CALIFORNIA Governor Jerry Brown is calling for action on the part of the federal government, pushing for stronger gun laws and vigilance against potential terrorist threats.
Speaking from the convention center in Paris on Monday, Dec. 7, where he is attending the United Nations Climate Change Conference, Brown told CNN, “People are concerned. And I myself want to make sure that the federal government is vetting these individuals, and not just refugees, but we have to be able to take measures to protect the people of this country.”
The governor’s comments came in the wake of last week’s shooting rampage in San Bernardino, California, where 14 people were killed by a pair of radicalized attackers at the Inland Regional Center. The massacre is being called the deadliest in the US since 2012, when 20 children and six adults were gunned down at an elementary school in Connecticut.
“My reaction is that the Legislature has been responsive on this whole matter of regulating and controlling the use of guns,” Brown said. “Now, when you do an initiative it tends to get more rigid.”
He criticized lenient gun laws in neighboring states Nevada and Arizona, saying, “California has some of the toughest gun control laws of any state,” reported the Sacramento Bee. “It’s time for other states and for the federal government to catch up with California.”
“We have among the strictest gun control regulations in the country, and it doesn’t do us that much good if other states and the federal government is basically passive in this effort to keep guns out of the wrong hands.”
The governor also accused several politicians of “demonizing” and “exploiting” the terrorism issue, calling out Republican presidential candidate Donald Trump for going “to a rather extreme level,” for his inflammatory comments about tracking Muslim Americans and restricting incoming Muslim immigrants entering the country.

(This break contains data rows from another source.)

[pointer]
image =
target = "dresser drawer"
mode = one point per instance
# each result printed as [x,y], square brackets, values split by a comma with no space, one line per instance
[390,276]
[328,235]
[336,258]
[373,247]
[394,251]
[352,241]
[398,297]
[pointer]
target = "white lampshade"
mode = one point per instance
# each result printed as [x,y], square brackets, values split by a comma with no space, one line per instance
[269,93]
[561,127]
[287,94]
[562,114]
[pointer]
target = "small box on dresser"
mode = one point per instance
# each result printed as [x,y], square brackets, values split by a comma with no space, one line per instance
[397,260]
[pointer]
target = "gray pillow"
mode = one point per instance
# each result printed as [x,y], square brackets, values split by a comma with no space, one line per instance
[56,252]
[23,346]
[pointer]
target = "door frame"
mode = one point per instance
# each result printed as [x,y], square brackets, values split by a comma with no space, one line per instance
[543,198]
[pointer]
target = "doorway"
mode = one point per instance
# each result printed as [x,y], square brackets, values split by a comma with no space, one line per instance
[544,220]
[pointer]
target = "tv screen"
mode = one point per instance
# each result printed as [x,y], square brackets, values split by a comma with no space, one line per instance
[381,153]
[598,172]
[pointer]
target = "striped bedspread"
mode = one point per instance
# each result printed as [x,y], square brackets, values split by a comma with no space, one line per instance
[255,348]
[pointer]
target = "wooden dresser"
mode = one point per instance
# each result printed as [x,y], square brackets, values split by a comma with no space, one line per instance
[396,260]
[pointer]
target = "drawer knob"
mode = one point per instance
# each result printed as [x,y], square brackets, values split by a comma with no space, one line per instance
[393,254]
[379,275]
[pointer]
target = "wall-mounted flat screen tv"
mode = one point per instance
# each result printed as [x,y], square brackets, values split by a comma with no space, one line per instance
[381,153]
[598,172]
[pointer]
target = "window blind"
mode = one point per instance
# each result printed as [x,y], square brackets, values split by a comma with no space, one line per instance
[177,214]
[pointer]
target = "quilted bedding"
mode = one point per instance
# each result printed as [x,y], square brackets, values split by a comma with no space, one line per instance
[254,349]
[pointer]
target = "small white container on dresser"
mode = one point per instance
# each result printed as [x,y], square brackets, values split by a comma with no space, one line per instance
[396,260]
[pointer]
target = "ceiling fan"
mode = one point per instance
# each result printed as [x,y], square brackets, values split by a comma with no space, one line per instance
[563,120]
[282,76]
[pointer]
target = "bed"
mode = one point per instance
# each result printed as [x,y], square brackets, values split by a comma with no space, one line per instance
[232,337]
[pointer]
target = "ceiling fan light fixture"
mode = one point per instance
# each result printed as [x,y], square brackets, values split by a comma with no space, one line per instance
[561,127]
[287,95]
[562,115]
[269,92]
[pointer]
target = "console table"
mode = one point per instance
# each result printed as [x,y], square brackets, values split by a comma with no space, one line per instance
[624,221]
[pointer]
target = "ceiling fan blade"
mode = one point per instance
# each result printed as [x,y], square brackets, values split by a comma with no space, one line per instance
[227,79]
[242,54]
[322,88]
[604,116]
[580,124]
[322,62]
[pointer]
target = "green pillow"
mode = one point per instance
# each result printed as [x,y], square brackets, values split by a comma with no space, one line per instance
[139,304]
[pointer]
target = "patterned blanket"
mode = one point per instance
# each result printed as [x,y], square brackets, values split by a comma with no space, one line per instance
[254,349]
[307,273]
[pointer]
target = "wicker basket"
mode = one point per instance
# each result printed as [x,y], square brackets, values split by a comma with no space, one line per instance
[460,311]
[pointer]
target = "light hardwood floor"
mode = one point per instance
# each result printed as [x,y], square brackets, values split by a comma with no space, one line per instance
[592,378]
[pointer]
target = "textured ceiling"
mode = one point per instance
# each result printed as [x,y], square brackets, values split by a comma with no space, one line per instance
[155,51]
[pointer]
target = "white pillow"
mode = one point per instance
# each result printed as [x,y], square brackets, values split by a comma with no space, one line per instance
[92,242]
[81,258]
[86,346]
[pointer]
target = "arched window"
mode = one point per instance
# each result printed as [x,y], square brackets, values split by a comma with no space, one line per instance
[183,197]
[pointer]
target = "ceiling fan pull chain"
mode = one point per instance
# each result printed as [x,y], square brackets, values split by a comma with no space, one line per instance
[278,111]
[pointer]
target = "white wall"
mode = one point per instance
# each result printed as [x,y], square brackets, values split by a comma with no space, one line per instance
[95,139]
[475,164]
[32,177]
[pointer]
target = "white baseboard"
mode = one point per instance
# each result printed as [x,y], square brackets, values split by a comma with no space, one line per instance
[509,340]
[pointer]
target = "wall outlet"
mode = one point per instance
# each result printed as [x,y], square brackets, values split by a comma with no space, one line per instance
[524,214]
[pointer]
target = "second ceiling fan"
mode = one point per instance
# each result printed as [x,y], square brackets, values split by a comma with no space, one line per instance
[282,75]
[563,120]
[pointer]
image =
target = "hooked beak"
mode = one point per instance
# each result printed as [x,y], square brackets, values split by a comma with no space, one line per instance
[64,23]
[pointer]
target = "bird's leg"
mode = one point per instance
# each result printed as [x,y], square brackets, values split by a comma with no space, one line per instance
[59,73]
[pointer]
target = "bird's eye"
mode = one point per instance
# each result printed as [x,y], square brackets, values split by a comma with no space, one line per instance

“That doesn’t mean we don’t have to be pretty intensive in our effort to ferret out these people who are developing these attitudes that then turn into mass slaughter. I don’t have the full answer, but I wouldn’t be too complacent that we’ve got it right yet,” Brown said, according to the Los Angeles Times.

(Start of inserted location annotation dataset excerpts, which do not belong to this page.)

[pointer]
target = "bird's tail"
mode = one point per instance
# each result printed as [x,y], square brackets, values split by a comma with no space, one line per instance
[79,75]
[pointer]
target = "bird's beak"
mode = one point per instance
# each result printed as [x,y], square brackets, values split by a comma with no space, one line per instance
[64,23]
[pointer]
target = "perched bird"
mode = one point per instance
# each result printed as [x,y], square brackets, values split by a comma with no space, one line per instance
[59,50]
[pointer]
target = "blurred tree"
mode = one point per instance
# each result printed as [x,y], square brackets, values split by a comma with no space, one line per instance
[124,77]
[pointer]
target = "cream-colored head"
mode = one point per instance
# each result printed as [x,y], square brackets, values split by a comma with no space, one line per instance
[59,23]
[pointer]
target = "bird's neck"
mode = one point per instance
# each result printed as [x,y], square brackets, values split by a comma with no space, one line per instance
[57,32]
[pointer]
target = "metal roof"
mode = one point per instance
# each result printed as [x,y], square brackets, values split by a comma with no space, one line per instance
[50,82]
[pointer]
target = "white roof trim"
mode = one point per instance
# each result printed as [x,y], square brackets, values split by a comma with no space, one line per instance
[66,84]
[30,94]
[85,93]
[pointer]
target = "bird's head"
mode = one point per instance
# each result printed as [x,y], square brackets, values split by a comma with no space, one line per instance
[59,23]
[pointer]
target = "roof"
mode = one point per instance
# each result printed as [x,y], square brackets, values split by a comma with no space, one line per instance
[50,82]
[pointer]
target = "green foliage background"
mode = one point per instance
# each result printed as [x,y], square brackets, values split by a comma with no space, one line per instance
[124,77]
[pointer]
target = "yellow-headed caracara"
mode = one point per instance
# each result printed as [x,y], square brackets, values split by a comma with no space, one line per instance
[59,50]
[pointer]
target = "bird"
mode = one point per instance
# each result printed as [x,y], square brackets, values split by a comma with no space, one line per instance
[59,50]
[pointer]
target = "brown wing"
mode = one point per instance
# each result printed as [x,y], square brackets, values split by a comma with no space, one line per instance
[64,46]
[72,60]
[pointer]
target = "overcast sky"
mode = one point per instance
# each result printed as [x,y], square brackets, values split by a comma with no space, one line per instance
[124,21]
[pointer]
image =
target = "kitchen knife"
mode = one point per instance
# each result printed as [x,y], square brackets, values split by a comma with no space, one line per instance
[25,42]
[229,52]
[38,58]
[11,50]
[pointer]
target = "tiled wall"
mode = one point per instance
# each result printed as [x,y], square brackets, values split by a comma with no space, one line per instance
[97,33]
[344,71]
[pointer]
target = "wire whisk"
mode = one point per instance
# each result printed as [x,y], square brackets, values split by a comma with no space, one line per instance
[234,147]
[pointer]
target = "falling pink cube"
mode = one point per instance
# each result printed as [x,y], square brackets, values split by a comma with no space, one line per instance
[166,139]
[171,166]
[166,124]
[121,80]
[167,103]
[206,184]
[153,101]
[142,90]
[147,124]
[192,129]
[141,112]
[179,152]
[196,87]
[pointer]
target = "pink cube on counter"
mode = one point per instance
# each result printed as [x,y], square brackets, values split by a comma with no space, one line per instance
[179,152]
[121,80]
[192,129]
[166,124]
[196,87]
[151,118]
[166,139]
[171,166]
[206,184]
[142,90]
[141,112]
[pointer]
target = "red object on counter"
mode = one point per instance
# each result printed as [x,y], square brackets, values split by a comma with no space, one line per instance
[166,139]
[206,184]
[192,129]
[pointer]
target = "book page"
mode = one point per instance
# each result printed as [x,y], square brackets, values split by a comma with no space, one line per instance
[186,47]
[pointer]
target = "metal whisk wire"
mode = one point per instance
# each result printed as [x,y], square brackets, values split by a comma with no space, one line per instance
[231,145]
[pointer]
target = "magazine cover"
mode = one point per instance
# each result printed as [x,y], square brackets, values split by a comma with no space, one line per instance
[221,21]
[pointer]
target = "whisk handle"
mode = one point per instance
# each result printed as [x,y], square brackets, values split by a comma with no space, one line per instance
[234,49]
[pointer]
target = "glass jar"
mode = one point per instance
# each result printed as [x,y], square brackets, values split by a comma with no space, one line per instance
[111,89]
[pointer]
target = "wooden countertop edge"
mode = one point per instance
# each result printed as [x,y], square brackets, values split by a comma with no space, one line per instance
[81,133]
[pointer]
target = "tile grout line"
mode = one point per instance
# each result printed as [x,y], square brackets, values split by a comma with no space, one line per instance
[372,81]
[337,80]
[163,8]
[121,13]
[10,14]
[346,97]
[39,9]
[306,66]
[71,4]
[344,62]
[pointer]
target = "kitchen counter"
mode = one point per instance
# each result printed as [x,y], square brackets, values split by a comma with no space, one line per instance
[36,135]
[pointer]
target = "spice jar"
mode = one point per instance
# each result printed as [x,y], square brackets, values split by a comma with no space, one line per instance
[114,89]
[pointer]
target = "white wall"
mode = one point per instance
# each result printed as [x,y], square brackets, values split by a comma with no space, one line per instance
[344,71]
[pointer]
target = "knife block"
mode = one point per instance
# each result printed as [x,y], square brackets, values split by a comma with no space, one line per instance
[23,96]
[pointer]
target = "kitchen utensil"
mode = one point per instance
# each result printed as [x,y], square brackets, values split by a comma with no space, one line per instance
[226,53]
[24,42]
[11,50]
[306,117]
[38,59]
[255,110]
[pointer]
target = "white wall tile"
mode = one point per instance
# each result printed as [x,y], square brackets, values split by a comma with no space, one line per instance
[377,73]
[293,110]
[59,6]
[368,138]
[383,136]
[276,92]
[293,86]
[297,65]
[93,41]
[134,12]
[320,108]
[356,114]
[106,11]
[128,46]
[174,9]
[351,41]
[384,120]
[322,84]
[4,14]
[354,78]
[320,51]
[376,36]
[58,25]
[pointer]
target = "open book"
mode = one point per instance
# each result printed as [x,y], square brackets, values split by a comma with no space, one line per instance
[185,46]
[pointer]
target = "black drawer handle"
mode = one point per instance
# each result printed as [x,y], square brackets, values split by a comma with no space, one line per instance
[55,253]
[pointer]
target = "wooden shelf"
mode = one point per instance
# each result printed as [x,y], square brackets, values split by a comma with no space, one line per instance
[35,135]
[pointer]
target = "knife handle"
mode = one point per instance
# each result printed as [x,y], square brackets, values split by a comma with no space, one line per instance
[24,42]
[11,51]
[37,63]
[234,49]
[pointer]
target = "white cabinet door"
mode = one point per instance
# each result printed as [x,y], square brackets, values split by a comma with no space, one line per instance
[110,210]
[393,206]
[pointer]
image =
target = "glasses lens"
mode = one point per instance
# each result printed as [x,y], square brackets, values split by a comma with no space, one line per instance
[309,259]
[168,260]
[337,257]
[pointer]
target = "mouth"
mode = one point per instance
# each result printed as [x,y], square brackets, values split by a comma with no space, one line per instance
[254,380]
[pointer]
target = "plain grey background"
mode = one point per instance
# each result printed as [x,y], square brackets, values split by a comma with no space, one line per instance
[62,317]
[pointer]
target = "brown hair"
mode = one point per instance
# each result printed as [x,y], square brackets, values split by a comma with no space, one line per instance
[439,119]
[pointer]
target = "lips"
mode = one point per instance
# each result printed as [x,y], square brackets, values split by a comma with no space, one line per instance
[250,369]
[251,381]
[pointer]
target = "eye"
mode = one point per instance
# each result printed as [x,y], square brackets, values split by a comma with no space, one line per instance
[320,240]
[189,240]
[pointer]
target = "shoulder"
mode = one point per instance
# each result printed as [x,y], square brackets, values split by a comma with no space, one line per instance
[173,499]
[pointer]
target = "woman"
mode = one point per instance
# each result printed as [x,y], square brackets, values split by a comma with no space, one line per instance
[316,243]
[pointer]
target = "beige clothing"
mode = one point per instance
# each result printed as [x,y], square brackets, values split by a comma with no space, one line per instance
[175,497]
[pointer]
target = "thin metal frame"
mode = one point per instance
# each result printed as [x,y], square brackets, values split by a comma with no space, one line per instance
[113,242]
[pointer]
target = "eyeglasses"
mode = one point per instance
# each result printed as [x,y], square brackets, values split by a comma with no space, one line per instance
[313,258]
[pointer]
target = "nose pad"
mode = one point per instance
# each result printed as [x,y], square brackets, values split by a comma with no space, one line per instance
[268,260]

“It’s a very different circumstance because we’ve never seen anything like it. It’s unprecedented and we’re going to have to take some…unprecedented steps to deal with it.”

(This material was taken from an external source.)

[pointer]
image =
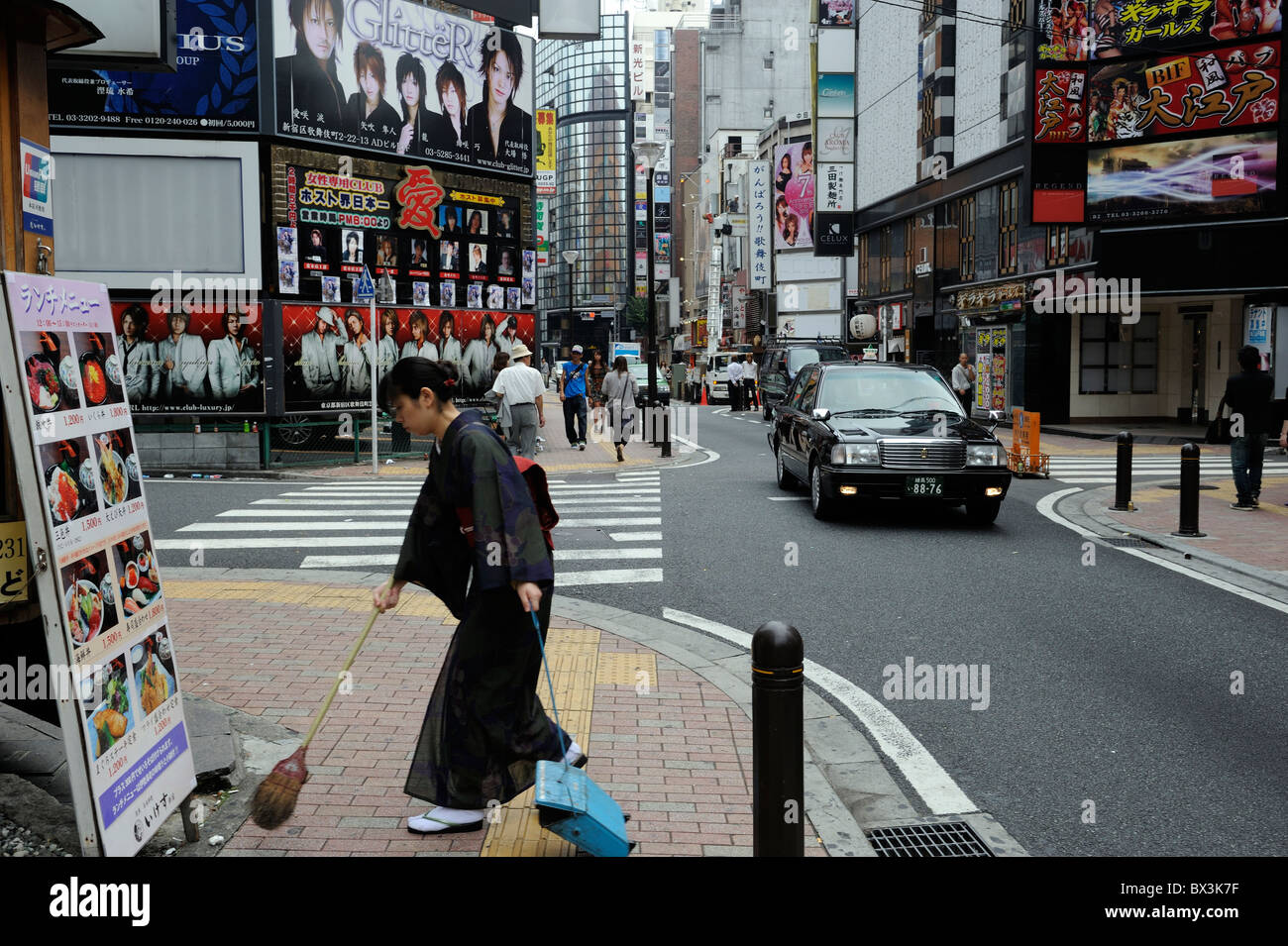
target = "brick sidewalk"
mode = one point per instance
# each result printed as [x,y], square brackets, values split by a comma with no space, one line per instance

The governor expressed his desire for more collaboration at both the state and national government levels.
He also said that the US government should ban gun purchases by people on the no-fly list, siding with President Obama’s push for stronger national gun laws.
Brown promised to look at tightening gun control policies, such as Lt. Gov. Gavin Newsom’s proposed measure in October to ban the possession of large-capacity magazines, which Newsom said would set “the gold standard for meaningful reforms to stop gun violence,” according to Fox News.
“When it comes to this kind of terrorist threat, I understand that the federal government has to keep control of what it’s doing, but I think the state, with our greater manpower, could be a real help,” Brown said.
“Congress should get off their partisan seat and do something to protect the American people,” he added. “It’s about what can America do to combat something that’s not just bullets, but its ideas.”